For next week (Sept 21), you will iterate and expand on your pattern. Revisit how you might manipulate layout, use css position properties like relative, absolute, and fixed, and take advantage of any default formal properties of a webpage (think of scrolling, view height, hashes) to further your design.

Questions to consider:

  • At what pace does your pattern reveal itself?
  • Does the scroll animate your pattern at all?
  • What aspects of your module stay consistent and create cohesiveness and rhythm across the animation? What aspects create inconsistencies?

Week 1 (Part 1/4)

For Sept 14, bring in a single-page github page with a fully functioning for loop that iterates at least 50 times.

Brief

Read Anni Albers’ chapter on Designing as Visual Organization and skim through her weaving patterns. Also read Against Ordinary Language: The Language of the Body by Kathy Acker and consider how what she describes relates to patterns, repetition, and design.

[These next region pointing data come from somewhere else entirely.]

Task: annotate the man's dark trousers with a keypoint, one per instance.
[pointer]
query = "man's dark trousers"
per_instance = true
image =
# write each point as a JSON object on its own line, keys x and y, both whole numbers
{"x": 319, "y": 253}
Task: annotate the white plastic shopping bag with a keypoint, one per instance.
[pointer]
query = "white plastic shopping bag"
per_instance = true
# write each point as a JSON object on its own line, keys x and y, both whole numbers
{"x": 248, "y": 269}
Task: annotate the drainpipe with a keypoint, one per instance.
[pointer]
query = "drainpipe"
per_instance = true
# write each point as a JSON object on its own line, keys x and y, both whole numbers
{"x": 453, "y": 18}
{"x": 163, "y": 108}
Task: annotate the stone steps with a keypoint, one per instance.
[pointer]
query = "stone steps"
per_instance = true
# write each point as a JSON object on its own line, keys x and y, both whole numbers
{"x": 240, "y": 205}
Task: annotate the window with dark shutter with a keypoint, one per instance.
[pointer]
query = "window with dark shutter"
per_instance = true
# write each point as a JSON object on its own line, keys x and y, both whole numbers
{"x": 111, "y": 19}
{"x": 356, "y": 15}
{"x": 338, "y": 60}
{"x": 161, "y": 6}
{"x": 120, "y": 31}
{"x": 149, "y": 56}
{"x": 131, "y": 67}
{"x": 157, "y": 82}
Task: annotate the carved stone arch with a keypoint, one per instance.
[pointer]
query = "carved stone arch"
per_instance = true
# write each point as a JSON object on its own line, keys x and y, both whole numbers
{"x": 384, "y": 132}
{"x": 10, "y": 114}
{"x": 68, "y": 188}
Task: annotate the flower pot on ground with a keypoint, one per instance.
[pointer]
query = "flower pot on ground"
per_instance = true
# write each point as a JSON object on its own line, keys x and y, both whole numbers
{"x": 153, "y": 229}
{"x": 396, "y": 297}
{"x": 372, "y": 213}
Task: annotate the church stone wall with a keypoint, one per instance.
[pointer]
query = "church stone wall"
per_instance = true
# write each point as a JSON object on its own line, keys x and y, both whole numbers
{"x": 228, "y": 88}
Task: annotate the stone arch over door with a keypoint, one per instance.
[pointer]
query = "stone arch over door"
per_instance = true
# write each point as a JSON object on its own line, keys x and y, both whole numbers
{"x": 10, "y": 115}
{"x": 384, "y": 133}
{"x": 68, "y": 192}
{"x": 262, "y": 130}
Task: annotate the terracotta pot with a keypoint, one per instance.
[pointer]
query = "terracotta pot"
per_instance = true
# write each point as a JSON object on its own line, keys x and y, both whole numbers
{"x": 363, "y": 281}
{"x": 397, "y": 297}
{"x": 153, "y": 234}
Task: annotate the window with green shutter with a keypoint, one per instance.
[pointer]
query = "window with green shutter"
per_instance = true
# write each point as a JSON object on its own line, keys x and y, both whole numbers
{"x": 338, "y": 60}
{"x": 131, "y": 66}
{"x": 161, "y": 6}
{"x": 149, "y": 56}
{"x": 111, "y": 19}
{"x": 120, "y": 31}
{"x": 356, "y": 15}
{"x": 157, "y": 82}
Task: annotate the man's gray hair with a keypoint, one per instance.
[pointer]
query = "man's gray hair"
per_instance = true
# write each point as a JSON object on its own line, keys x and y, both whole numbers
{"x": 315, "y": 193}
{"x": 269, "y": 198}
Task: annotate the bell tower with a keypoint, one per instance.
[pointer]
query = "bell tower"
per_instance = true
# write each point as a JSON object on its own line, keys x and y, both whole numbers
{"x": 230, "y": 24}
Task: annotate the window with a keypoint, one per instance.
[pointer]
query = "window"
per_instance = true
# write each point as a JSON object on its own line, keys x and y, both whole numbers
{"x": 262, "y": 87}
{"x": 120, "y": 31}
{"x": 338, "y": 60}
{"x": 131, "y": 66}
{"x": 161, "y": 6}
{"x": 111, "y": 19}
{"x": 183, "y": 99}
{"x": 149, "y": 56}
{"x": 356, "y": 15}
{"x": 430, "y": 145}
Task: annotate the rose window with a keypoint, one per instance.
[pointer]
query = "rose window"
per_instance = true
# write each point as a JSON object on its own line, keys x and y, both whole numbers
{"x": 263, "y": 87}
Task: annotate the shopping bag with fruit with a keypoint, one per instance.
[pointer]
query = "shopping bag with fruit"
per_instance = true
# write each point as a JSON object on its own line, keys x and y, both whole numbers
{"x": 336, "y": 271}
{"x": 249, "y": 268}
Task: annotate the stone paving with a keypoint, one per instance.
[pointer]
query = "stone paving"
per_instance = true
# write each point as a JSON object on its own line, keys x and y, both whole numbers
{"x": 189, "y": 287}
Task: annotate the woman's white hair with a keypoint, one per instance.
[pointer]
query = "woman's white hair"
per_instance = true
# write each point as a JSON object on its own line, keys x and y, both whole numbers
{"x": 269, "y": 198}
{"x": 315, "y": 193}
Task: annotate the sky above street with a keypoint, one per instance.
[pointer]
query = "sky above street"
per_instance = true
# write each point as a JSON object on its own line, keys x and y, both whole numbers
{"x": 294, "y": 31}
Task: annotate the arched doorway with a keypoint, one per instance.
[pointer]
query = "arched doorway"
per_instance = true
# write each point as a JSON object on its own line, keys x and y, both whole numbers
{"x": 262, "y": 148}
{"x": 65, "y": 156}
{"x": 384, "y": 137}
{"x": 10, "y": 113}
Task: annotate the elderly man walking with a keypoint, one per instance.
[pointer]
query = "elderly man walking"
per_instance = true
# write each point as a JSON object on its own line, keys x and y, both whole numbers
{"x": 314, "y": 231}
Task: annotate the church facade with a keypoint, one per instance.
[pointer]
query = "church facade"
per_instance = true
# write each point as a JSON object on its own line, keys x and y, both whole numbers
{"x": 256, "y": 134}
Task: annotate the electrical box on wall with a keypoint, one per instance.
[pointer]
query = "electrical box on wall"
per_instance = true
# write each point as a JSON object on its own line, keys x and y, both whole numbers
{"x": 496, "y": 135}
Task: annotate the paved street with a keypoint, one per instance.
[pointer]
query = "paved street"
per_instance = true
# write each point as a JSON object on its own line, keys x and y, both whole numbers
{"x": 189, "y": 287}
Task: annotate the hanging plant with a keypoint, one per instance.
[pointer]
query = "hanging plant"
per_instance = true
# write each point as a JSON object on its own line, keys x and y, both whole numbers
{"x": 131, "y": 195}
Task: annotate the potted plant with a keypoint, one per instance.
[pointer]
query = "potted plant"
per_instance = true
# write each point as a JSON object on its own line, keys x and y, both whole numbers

Bring in a question for each reading, and consider how these texts relate to the following assignment:

You will write a JavaScript program which uses loops and if statements to create a module-based generative pattern. Using a single pattern unit (a module) (think: div ) that changes over the course of its output. Your unit should iterate at least 50 times. With each iteration, your unit should somehow modify itself (content, size, color, rotation, shape, texture). Your pattern should have at least 2 variables of change (ex: content, color), is allowed to repeat itself (i.e. be a pattern), and is allowed to be as abstract or literal as you want (it can tell a story, or it can be an exercise in form).